I am so at home in Dublin, more than any other city, that I feel it has always been familiar to me. It took me years to see through its soft charm to its bitter prickly kernel - which I quite like too.

Egocide and the Self

Eilís Ward writes: In his essay on ideas of selfhood and egocide in philosophical thought (Dublin Review of Books, Autumn 2024), Joseph Rivera asks why my book Self takes a leap from critique of neoliberal selfhood to Buddhist accounts of the same. A large part of the answer comes from my years teaching politics in the University of Galway where students seemed unable to imagine a world beyond neoliberalism. It was the sea in which they swam. Buddhist thought, as rank outsider, seemed to me to offer a fruitful ground from which to critique neo-liberal selfhood especially, and, better still, to offer a liberatory alternative.

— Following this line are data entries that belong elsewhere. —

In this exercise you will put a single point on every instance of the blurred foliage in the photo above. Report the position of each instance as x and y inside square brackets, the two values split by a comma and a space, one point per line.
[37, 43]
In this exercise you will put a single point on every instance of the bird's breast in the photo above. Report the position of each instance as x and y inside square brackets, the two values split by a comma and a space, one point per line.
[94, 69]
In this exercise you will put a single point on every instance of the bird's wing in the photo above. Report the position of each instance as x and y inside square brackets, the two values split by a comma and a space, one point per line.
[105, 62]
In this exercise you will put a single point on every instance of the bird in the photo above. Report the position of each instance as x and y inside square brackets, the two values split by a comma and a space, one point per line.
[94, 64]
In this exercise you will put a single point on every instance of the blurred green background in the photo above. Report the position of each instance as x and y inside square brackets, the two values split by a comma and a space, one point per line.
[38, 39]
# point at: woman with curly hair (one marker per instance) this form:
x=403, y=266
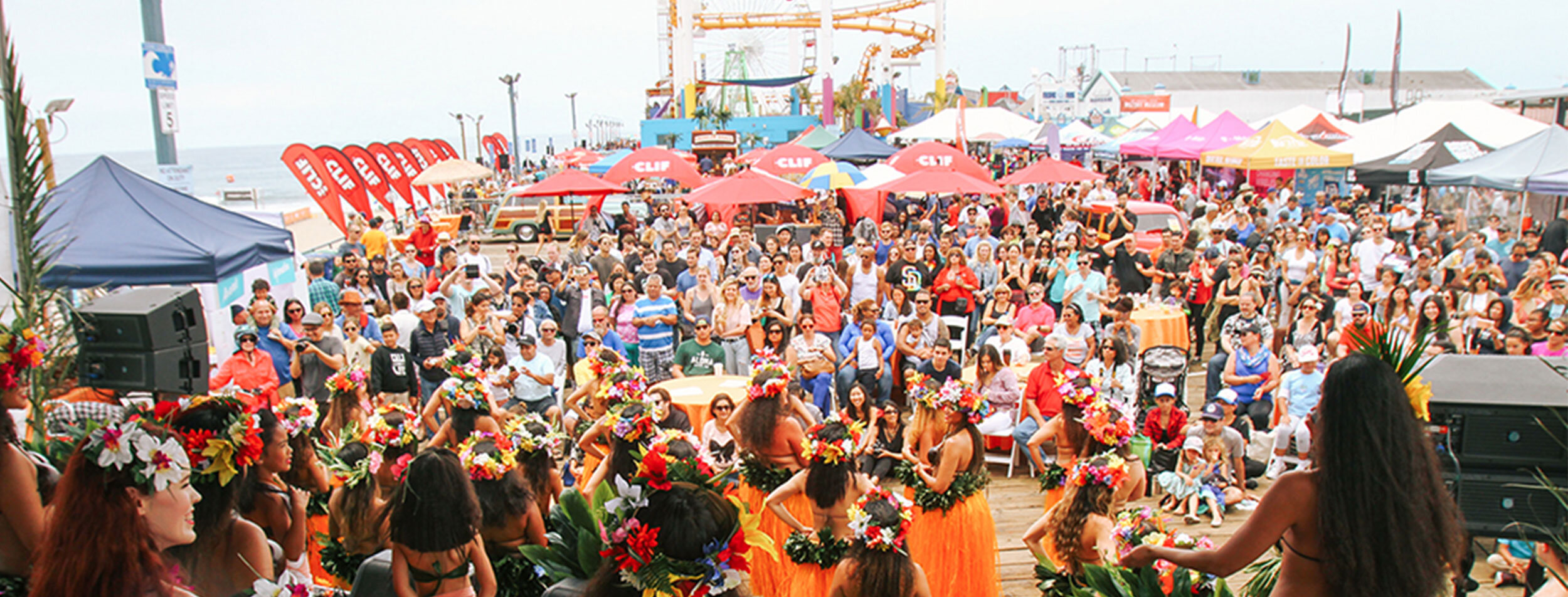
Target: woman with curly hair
x=124, y=499
x=832, y=483
x=1365, y=522
x=435, y=527
x=879, y=564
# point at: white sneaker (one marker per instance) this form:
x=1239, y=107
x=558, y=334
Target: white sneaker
x=1275, y=467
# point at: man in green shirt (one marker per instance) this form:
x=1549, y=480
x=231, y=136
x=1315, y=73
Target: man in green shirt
x=701, y=354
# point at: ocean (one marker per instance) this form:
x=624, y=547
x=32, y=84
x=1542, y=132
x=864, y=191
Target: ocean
x=255, y=167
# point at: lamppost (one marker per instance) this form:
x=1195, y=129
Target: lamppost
x=512, y=98
x=463, y=134
x=573, y=98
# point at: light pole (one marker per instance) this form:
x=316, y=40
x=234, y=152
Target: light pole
x=512, y=98
x=463, y=134
x=573, y=98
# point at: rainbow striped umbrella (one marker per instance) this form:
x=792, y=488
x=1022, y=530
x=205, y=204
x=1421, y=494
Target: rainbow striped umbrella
x=832, y=176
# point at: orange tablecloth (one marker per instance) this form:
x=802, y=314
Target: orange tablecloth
x=694, y=394
x=1162, y=326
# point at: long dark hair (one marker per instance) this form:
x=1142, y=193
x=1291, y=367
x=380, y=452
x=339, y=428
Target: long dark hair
x=825, y=482
x=689, y=519
x=1388, y=524
x=882, y=573
x=435, y=510
x=756, y=425
x=96, y=541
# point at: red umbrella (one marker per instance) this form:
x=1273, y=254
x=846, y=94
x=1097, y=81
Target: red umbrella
x=940, y=179
x=748, y=187
x=932, y=154
x=569, y=182
x=1048, y=171
x=789, y=159
x=654, y=164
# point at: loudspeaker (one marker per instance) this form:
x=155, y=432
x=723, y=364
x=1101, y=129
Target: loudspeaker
x=142, y=320
x=174, y=370
x=1504, y=505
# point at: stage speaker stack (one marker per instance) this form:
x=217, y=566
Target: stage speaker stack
x=1496, y=422
x=143, y=339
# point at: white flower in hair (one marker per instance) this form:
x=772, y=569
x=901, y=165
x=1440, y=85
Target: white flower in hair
x=117, y=441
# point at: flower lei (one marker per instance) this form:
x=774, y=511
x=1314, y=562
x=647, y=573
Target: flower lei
x=820, y=450
x=225, y=453
x=19, y=351
x=1108, y=425
x=960, y=397
x=299, y=416
x=488, y=467
x=381, y=435
x=527, y=442
x=152, y=463
x=346, y=381
x=631, y=428
x=882, y=538
x=632, y=547
x=1104, y=470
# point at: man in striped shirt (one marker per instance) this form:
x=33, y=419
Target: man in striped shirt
x=654, y=319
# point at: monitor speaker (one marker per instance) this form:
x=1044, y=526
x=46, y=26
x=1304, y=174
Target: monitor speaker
x=143, y=320
x=173, y=370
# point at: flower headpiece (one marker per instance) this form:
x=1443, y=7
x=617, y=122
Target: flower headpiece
x=822, y=450
x=152, y=463
x=1103, y=470
x=299, y=416
x=488, y=466
x=346, y=379
x=1108, y=423
x=882, y=538
x=529, y=442
x=453, y=362
x=223, y=453
x=634, y=549
x=19, y=351
x=960, y=397
x=381, y=435
x=629, y=426
x=1079, y=391
x=657, y=469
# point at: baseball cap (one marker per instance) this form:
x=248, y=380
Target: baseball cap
x=1212, y=413
x=1227, y=395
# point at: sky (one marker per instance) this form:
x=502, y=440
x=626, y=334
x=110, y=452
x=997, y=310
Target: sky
x=356, y=71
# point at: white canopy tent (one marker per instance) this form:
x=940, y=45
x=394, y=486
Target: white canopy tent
x=980, y=124
x=1479, y=120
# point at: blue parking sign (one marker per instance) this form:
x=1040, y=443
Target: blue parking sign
x=157, y=65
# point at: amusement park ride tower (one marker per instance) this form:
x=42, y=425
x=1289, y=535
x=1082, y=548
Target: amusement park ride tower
x=778, y=43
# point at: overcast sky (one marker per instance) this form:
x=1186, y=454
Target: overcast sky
x=353, y=71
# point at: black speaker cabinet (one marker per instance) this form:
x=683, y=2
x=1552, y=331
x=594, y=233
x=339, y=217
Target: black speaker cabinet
x=1504, y=504
x=143, y=320
x=174, y=370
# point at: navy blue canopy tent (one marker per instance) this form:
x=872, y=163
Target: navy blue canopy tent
x=121, y=230
x=858, y=146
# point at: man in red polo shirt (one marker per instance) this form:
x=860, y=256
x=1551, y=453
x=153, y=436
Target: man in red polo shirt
x=1042, y=400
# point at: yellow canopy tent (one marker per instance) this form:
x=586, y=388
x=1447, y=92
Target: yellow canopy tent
x=1277, y=148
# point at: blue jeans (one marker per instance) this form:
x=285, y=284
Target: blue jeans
x=820, y=389
x=845, y=378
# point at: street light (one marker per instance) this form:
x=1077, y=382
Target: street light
x=512, y=98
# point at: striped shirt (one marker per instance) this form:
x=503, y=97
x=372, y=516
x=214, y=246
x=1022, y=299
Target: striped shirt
x=660, y=334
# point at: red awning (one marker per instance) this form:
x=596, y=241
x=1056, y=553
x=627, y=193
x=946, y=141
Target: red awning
x=1051, y=171
x=932, y=154
x=940, y=179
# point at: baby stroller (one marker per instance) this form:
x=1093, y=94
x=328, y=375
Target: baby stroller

But his essay raises issues more interesting by far and is a welcome offering. I am not sure, however, that I would accept its foundational conflation of ‘ego’ with ‘self’. The complex history of these two concepts throughout the Western psychological tradition would question this reduction, though Rivera makes an interesting case for its validity. For Freud, for instance, the ego was one part of the tripartite structure of the human psyche. Jungian therapy thinks about the self and the ego on an axis and has posited ego-death as a technique for saving the self. Here, egocide is an alternative to suicide, ensuring survival of the self.

As for Buddhist psychology, it has little purchase on the concept of ego, except perhaps when speaking of the everyday understanding of the ego as related to narcissism, self-obsession etc. In this sense, Rivera and Buddhism are of one mind: a ‘toxic ego’ is indeed anathema to a moral life, or, in Buddhist terms, is likely to rupture the bonds between people and produce more suffering for everyone, including the egotist.

Rivera’s essay seems to suggests a strict binary in relation to the very idea of a self: it is either an illusion or it is real. Buddhist thought, and Zen thought, on which Self is based, is indeed tricky here, if not slippery, but, not surprisingly, Zen repudiates this dualism, as it does all dualistic thinking. What Zen troubles is the idea, foundational in the Western cannon, that each of us has, somewhere inside us, a bit that is eternal, fixed, permanent and unique to each one of us: our essence. This canonical belief echoes the so-far inconclusive search in the sciences for the smallest particle, the discrete thing, that is at the base of life. In relation to humans, we name this discrete idea differently; our soul, our spirit, our true self, or, when cashed out in the neoliberal marketplace our unique ‘brand’.

Zen offers different terms and concepts for thinking through this debate. Perhaps the most straightforward is that which conceives of ourselves as ‘empty’ of fixity, of eternality, of essence. This emptiness is, however, inseparable from what Tich Nhat Hanh has called ‘inter-being’, sometimes more clunkily called ‘dependent origination’ or ‘dependent co-arising’: the idea that each of us is, at the same time, full of everything and everyone else, in the immediacy of each moment’s dynamism and shaped by our history, culture, language, DNA, childhood socialisation and more besides. Emptiness is simultaneously fullness. There is nothing illusionary about this and Zen practitioners are invited to test these ideas for themselves. And in meditation practice we may see that all of these dimensions of selfhood are too, without permanence, empty of fixity, operating as a dynamic flux, and a particular flux that brings forth uniqueness in personhood.

Rivera quotes Allen Ginsberg’s ‘big goof’ – the idea of a fixed, static self – to support a part of his argument. Ginsberg was a practitioner of Tibetan Buddhism, and his ‘big goof’ sounds just like what a Tibetan or a Zen practitioner would be expected to say: it is the notion that we all have a fixed, static, categorisable, discrete and immutable self that is an illusion. Another way of conceiving this goof, is as the ‘myth of the isolated mind’, understood in both Buddhism and in psychoanalytic theory as a defence against anxiety caused by the transient nature of all life, by the very inevitability of our death.

What Zen asks of practitioners is to let go of our attachment to this goof, or, this myth. Hence, teachers often speak of ‘opening up to’, or ‘releasing into’ the reality of our inter-being, ever present behind and around it. No murder, no violence, no killing off of any kind is required. Rather, it may be conceived of as a continuous, bottomless softening.

It is of no great importance to these ideas, but for the record, I am not in fact a philosopher, nor indeed a sociologist, as is stated in the essay. I don’t know if these lacks should preclude Self from belonging to the category of philosophical texts, but, I confess, my ego was tickled by its inclusion therein, reminding me that even after many years of practice, it is alive and doing its job, in accordance with all beings.